[XviD-devel] GMC rc3 - TODO

15 Jan 2003 19:36:44 +0100

	Christoph,

On Wed, 2003-01-15 at 18:31, Christoph Lampert wrote:
> On 15 Jan 2003, skal wrote:
> > > P.S. Skal, of course, you _do_ beat the compiler (at least gcc 2.95), but
> > > not as high as I expected, only by about 10%-12% here... Aren't you
> > > tempted to make it at least 50%   >;-) 
> >
> > 	well, the evil temptation would be to keep on optimizing
> > 	a code that is just in test phase so far. Of course there's
> > 	still tricks to inject, but it would be premature, and
> > 	would the code hardly readable...
> 
> Yes, there will be 3-warp-point code, even though it would be better to
> create a separate routine for that, so calculations for the 2-warp-point
> codes are not slowed down. Most likely, these routines (which are under
> very strong restrictions from the standard what their output may be) are
> going to stay as they are. What really _is_ going to change is GME... 

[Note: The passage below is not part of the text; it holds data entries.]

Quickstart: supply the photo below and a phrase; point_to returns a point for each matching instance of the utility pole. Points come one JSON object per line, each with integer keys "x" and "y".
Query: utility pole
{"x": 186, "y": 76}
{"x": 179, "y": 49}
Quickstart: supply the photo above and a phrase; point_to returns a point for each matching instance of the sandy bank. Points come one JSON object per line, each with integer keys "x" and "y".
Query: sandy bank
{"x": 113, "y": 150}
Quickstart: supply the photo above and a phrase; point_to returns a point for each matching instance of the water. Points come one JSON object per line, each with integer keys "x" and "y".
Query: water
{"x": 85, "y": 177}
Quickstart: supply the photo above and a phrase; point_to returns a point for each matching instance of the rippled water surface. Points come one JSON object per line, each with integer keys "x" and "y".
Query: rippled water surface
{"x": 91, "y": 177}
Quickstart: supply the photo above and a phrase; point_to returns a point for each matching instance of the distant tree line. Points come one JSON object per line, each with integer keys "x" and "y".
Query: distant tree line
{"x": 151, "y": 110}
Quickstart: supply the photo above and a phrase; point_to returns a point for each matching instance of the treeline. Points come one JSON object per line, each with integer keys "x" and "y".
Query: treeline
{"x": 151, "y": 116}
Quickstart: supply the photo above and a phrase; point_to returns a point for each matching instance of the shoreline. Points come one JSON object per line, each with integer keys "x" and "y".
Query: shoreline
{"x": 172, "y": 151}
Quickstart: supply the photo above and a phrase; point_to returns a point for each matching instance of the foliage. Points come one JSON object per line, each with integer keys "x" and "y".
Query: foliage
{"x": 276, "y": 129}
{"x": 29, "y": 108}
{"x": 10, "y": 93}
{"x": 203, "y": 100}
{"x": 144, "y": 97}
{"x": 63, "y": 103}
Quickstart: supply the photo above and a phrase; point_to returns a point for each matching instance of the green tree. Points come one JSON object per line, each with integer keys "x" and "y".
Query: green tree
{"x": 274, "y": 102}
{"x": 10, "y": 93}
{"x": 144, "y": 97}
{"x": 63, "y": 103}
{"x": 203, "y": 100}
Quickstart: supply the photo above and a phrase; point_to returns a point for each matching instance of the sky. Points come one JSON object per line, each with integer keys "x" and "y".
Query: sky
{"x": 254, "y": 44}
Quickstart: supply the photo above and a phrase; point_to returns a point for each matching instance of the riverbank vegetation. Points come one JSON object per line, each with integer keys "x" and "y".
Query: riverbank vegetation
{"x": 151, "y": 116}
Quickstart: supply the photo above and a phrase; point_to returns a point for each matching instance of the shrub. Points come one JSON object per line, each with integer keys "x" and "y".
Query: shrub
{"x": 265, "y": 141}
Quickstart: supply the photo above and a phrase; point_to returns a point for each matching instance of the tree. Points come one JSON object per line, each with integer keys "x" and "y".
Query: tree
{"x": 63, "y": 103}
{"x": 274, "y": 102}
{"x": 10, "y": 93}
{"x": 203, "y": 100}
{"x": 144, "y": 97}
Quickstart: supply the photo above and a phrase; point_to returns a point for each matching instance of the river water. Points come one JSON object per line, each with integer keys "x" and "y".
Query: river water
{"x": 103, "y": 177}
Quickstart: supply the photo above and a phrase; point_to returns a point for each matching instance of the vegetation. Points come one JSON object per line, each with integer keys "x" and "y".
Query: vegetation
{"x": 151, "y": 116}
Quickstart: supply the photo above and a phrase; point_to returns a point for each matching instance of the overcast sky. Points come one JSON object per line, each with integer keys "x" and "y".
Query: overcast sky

	Note: the main interpolation loop is the same for 3-warp-point
	case than for the 2-warp-point one.
	Only the gradients (dxF, dyF, dxG, dyG) are different from
	the rotation (Cos,-Sin,Sin,Cos). Actually, the second version
	of xvid_gmc.c I've sent already contains the setup code for
	the case num_wp = 3. Hope i didn't mess reading the ISO.
> 
> 
> > 	For instance, clamping the vector between in [0..W[ and 
> > 	[0..H[ is faster using:
> > 
> > 	int offset = 0;
> > 	if ((uint32_t)F<W) offset = F;
> > 	else if (F>=W) offset = W;
> > 	if ((uint32_t)G<H) offset += G*stride;
> > 	else if (G>=H) offset += H*stride;
> > 
> > 	but rather obfuscated...
> 
> errr, yes. Give me a few hours to think about that, maybe then I'll
> understand ;-)  

	Btw, I've noticed a little 'bug': one should better take the
	residuals (ri, rj) *after* the F/G vector have been clamped
	to width/height. Actually, clamping to [-1,W]/[-1,H] is
	correct if one assumes the edges have been replicated.
	Otherwise, one can use the code:

 int W = gmc_data->W<<4;
 int H = gmc_data->H<<4;

        int offset = 0;  
        uint32_t ri = 0, rj = 0;  
	if ((uint32_t)F<W) { ri = MTab[F&15]; offset = F>>4;  }
        else if (F>=W) offset = W-1;
	if ((uint32_t)G<=H) { rj = MTab[G&15]; offset += (G>>4)*stride;}
        else if (G>=H) offset += (H-1)*stride;

	instead, which does not make such an assumption.

	bye,


		Skal